Ce matin-là, sur le parquet du NYMEX, la «corbeille» où se négocie le prix du pétrole était presque vide et plutôt silencieuse.

Ce matin-là, sur le parquet du NYMEX, la «corbeille» où se négocie le prix du pétrole était presque vide et plutôt silencieuse.

Quelques courtiers, debout ou assis, effectuaient leurs transactions à l'aide d'un écran électronique tenant dans le creux du bras, sans hausser le ton ou gesticuler.

Les fameux échanges à la criée, avec leurs voix fiévreuses et leurs gestes abscons, n'ont pas complètement disparu du New York Mercantile Exchange (NYMEX), première Bourse mondiale de l'énergie, située à l'intérieur du World Financial Center, au One North End Avenue.

Mais l'informatisation a transformé les échanges de la matière-vedette du NYMEX, le pétrole, ou plus précisément le baril de light sweet crude, une qualité de pétrole à faible teneur en soufre dont le prix augmente à un rythme qui affole la planète. Plus de 85% de ces transactions se font désormais par voie électronique, un changement commencé en 2006.

«Les enchères à la criée sont devenues quasiment obsolètes», déclare Raymond Carbone, un des 816 membres du NYMEX, une Bourse qui ne traitait à l'origine que le lait et les fromages.

Aujourd'hui, le NYMEX est une société cotée en Bourse qui n'intervient pas seulement sur l'énergie -pétrole, gaz naturel, mazout- mais également, depuis sa fusion le Comex en 1994, sur les métaux -or, argent, cuivre et aluminium.

Et, à l'ère des plateformes électroniques, rien ne s'échange plus vite ces jours-ci que les contrats à terme sur le pétrole au NYMEX.

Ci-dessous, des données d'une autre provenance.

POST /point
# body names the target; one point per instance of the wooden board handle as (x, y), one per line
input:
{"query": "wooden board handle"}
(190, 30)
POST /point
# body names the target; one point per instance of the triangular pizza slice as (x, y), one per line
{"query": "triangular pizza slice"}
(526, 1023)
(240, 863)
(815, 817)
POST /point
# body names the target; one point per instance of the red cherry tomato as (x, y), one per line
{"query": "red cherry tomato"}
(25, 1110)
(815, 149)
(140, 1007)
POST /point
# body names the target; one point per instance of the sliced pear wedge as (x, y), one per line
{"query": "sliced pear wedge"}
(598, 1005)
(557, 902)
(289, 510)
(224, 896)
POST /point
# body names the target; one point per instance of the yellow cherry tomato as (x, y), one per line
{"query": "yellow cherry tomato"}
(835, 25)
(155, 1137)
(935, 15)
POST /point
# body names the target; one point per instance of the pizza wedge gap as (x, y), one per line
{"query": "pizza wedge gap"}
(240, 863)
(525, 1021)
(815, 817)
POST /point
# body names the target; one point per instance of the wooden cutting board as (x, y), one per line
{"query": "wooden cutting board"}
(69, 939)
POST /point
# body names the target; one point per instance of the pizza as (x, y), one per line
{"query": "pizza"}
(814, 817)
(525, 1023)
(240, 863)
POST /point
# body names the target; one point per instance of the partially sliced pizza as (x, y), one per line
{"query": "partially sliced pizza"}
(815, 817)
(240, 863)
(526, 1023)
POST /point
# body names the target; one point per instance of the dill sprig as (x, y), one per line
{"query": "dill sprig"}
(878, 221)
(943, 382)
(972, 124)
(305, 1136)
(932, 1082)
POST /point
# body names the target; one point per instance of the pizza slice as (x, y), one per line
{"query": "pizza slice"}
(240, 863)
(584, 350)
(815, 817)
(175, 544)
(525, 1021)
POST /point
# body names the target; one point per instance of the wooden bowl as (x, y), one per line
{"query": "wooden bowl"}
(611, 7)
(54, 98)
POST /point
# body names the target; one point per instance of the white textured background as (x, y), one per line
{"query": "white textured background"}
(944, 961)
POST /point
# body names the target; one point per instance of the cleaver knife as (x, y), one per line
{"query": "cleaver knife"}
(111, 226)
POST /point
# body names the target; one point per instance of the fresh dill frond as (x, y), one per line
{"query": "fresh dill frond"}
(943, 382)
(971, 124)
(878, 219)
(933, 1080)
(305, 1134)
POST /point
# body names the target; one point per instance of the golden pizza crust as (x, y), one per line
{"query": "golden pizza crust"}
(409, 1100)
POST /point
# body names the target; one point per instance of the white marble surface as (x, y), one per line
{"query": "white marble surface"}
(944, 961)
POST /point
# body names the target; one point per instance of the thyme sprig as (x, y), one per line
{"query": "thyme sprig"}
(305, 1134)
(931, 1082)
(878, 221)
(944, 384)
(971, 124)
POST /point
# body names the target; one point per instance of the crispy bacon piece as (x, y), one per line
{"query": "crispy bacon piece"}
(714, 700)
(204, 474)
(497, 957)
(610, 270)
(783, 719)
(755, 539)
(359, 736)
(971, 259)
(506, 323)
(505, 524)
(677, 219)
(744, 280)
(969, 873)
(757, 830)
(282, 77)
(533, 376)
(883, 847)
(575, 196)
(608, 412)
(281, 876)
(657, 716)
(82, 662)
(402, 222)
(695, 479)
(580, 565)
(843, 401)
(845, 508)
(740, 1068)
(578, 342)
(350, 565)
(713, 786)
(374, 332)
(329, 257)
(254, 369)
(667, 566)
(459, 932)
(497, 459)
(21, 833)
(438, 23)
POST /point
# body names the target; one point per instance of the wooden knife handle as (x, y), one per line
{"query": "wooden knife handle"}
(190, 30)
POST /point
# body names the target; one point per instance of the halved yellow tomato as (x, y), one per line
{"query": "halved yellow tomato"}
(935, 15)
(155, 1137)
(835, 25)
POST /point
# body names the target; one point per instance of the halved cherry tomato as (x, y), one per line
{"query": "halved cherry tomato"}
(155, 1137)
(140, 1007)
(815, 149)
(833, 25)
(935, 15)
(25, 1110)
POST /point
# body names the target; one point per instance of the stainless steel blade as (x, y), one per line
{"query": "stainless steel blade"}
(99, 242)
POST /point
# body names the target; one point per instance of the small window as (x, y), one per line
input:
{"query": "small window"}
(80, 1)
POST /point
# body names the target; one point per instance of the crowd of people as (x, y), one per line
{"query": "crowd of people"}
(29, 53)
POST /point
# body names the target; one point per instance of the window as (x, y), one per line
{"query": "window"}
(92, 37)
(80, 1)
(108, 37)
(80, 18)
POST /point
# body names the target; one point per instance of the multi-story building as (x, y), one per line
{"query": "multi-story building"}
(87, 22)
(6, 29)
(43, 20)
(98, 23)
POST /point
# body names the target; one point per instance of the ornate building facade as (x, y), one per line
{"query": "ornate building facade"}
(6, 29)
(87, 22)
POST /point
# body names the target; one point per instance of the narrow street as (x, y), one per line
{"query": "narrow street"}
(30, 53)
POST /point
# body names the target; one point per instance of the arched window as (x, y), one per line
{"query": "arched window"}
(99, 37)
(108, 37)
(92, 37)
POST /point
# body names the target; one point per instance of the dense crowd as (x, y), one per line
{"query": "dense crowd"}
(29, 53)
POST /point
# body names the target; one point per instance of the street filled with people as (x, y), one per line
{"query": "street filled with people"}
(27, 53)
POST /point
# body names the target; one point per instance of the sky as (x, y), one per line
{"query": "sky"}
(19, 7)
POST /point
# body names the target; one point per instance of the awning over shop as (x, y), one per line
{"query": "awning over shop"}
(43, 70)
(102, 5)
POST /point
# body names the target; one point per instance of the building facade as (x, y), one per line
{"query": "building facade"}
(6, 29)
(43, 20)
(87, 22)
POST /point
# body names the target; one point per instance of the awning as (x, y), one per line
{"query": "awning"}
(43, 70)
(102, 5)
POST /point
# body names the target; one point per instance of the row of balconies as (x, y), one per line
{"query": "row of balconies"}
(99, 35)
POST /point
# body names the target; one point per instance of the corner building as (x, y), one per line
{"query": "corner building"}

«Avant, on négociait aussi vite qu'on pouvait écrire nos contrats sur le papier. Aujourd'hui, il suffit d'appuyer sur l'écran pour effectuer une transaction. Le volume des échanges a augmenté de façon exponentielle», dit Raymond Carbone, dont la maison de courtage, Paramount Options, occupe un "siège" au NYMEX depuis 1991.

Les données du NYMEX lui donnent raison. Au cours du mois de mai, la Bourse new-yorkaise a enregistré une moyenne quotidienne de 1,9 million de contrats négociés, une augmentation de 38% par rapport à la même époque l'année dernière. Des transactions à terme sur l'énergie, seulement 225 000 ont été effectuées à la criée.

Cette nouvelle réalité explique pourquoi la présence humaine sur le parquet du NYMEX est fluctuante. À certaines périodes de l'année ou du jour, plusieurs intervenants tiennent à être au coeur de l'action plutôt que de négocier de leur bureau du World Financial Center. Il y a des jours, cependant, où le marché est plus calme, comme c'était le cas récemment lors de la visite de La Presse.

Ce jour-là, le cours du pétrole brut s'était maintenu aux alentours de 137$US.

«Je n'ai pas eu l'occasion de tirer souvent sur la détente», a raconté Joe Marshall, courtier chez McNamara Options, vers la fin de la matinée. «Tout le monde attend la publication de l'état des stocks américains, qui aura lieu demain.»

Les courtiers du NYMEX dévorent toutes les informations susceptibles d'affecter le cours du pétrole -et les décisions de leurs clients. Cela peut aller des données concrètes comme l'état des stocks américains de brut et de distillats, aux dernières rumeurs faisant état d'un raid mené par Israël contre des installations nucléaires iraniennes, en passant par l'annonce faite par le Koweït, membre de l'OPEP, d'une hausse de production d'au moins 300 000 barils par jour dans le courant de 2009.

Mais c'est souvent l'instinct qui les pousse à vendre ou à acheter à un moment donné.

«Je ne sais pas si je peux expliquer ça, mais je le sens dans mes os quand c'est le temps de passer à l'action", dit Joe Marshall, qui a négocié de l'or avant de passer au pétrole brut. "Je dois dire que c'est intéressant ces jours-ci de travailler au NYMEX.»

De fait, quand ils parlent du cours du baril de pétrole, plusieurs courtiers ne cachent pas leur surprise, même s'ils contribuent à la hausse du prix et connaissent par coeur les facteurs de cette hausse. Ils ne sont pas encore revenus non plus de cette séance du 8 juin au cours de laquelle les cours du brut ont connu une hausse record de plus de 10$US.

«Tout le monde retenait son souffle sur le parquet, se souvient Anthony Grisanti, courtier chez GRZ Energy. La dernière fois que j'ai vécu une chose semblable, c'est le jour où le cours du baril a atteint 120$US. Je n'aurais jamais pensé que le prix doublerait en un an. Mais je sais que je ne suis pas au bout de mes surprises.»